Elle montre fièrement une grande jarre modelée par sa grand mère. Les autres objets anciens ont été réduits en miettes pour en fabriquer de nouveaux.
Ce type de poterie, qui remonte à 3.500 ans av. J.C., a perduré «sans grand changement technique ni esthétique», explique Naceur Baklouti, chercheur en patrimoine. Depuis un demi-siècle, «les artisanes ont su s’adapter au changement des modes de vie en faisant passer leur production de l’utilitaire au décoratif», ces objets possédant une beauté qui a assuré leur pérennité, dit-il.
Car lorsque les biens de grande consommation ont fait leur apparition dans les campagnes tunisiennes à la fin des années 1970, la fabrication de vaisselle maison a perdu sa raison d’être.
Des potières ont alors installé de petites échoppes le long de la route pour y faire commerce de leurs créations, souvent décoratives.
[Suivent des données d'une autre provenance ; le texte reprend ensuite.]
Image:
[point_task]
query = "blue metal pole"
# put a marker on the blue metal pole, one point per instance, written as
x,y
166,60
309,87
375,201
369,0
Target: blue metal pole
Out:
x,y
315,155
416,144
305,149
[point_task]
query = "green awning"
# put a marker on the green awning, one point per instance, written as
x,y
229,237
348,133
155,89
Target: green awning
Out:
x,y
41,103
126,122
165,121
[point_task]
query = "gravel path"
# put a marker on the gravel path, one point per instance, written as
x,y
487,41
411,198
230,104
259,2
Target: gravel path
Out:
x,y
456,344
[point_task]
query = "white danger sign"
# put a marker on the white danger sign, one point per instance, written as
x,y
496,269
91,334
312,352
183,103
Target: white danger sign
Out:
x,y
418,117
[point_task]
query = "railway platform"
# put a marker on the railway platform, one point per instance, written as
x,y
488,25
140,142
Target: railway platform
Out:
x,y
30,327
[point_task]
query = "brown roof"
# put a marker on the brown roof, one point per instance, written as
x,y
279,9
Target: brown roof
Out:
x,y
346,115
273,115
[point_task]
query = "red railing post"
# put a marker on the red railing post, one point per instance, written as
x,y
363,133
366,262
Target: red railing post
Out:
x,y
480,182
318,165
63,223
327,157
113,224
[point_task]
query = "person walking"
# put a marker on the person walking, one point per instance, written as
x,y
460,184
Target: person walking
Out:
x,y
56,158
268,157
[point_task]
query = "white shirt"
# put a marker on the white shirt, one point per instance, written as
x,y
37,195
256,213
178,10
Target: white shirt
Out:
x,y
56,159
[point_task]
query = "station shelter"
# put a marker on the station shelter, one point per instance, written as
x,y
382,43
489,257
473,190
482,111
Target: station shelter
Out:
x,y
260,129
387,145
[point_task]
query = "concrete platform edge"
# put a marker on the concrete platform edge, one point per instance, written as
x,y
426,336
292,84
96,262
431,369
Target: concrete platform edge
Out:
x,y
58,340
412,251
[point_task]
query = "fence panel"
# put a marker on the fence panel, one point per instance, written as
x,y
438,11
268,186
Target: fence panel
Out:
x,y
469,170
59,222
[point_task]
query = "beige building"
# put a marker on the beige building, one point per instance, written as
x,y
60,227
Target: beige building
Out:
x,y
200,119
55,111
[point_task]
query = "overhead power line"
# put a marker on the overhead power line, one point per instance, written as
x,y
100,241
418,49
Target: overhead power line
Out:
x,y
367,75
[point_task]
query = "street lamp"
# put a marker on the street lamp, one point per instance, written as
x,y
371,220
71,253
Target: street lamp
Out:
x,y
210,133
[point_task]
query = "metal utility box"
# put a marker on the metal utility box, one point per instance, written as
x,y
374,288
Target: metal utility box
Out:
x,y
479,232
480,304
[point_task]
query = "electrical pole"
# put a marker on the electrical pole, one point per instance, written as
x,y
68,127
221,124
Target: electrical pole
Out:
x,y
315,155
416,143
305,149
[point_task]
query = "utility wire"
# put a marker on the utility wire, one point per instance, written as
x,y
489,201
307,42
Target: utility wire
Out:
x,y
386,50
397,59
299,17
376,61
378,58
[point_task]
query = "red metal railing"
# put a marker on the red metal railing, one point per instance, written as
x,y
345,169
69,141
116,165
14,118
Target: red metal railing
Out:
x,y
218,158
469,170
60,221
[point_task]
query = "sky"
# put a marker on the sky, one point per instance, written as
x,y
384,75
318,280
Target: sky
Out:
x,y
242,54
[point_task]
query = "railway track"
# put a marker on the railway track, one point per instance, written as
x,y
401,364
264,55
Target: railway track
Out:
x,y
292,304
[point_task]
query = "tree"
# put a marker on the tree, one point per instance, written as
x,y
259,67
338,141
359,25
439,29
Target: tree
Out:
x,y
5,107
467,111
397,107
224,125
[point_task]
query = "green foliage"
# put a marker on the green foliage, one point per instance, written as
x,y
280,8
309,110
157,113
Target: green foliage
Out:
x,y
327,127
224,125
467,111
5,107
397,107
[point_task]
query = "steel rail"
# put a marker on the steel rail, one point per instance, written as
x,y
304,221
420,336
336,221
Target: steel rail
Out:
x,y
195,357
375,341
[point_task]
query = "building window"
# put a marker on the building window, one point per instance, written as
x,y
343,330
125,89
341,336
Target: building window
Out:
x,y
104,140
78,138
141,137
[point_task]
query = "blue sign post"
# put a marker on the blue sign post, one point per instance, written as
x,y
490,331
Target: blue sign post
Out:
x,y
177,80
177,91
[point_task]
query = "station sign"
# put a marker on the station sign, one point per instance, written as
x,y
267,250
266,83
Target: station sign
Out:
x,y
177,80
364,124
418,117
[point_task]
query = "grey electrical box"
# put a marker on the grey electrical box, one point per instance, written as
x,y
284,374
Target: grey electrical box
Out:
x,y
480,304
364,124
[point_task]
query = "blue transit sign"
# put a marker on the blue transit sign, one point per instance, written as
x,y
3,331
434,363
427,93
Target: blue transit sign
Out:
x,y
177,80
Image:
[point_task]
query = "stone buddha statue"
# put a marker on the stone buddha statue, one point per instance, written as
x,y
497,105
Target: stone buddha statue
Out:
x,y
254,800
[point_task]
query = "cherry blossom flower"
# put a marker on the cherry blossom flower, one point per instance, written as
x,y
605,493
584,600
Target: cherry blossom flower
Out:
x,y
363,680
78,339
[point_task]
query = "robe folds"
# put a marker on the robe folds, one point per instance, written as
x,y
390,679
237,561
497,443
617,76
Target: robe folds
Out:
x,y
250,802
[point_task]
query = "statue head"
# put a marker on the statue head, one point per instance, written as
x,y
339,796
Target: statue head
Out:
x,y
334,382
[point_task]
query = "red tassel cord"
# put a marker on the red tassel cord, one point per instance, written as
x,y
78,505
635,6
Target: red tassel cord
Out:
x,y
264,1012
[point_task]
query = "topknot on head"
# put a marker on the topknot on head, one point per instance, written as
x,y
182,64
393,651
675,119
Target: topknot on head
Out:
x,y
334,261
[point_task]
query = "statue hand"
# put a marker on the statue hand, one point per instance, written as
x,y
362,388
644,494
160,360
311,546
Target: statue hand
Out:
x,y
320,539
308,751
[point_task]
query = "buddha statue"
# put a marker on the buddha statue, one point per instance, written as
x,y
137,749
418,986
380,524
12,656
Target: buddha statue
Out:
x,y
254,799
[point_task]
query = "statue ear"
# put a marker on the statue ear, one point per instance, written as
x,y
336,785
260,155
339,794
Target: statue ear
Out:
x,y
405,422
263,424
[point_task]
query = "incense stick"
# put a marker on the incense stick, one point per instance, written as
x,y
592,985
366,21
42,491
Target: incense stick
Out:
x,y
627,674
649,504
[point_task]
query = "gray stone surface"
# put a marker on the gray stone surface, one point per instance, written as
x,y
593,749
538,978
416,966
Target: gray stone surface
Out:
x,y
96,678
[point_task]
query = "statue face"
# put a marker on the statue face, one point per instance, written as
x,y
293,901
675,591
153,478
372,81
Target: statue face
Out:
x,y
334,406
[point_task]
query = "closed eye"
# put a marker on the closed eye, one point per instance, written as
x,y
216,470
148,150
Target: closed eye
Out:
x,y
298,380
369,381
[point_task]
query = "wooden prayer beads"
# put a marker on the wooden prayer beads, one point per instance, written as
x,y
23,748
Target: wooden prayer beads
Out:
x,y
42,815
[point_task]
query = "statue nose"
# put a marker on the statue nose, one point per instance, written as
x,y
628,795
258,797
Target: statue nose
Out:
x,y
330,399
Et certaines ont été invitées dans des ventes artisanales à Tunis, puis en Europe.
Sabiha ne sait ni lire ni écrire autre chose que le nom qu’elle bâtonne sous ses oeuvres, mais c’est son travail qui fait vivre la maisonnée: la finesse de ses poteries est appréciée et elle reçoit des commandes régulières.

Transmission
«Je suis une ambassadrice de la Tunisie», lance-t-elle fièrement, mettant un point d’honneur à arriver en habit traditionnel rouge et foulard fleuri lors des ventes.
Mais parmi les centaines de potières des vallons verdoyants entourant Sejnane, rares sont celles qui vivent de leur travail: c’est avant tout un revenu d’appoint.
Et les vocations manquent parmi la jeune génération. L’apprentissage et la fabrication prennent beaucoup de temps, or «les jeunes veulent aller vite», souligne Sabiha.
Elle regrette que certaines de ses voisines ne prennent pas le temps pour trouver de la terre noble, achètent de l’encre noire au lieu de piler des lentisques, ou du vernis chimique pour éviter l’étape de polissage. «Cela porte préjudice à l’ensemble des potières», avertit-elle.
Pour éviter que les poteries de Sejnane ne soient victimes de leur succès, le défi reste la transmission des techniques ancestrales. Un complexe de plusieurs hectares est en projet à Sejnane, rassemblant un musée et un centre de formation pour protéger le savoir-faire local.
Sabiha, célibataire, n’a ni enfant ni nièce. Elle a formé sa belle-sœur Khadija et plusieurs potières de la région et compte transmettre son art à la future épouse de son neveu—qui doit quitter l’usine pour s’installer à la ferme après son mariage—afin que toutes ses techniques restent dans la famille.
«Ici, elle sera plus libre, elle aura plus de dignité», estime Sabiha.
Mais Khadija s’inquiète: «C’est un travail de passionnée, on ne peut pas te forcer, il faut de la volonté».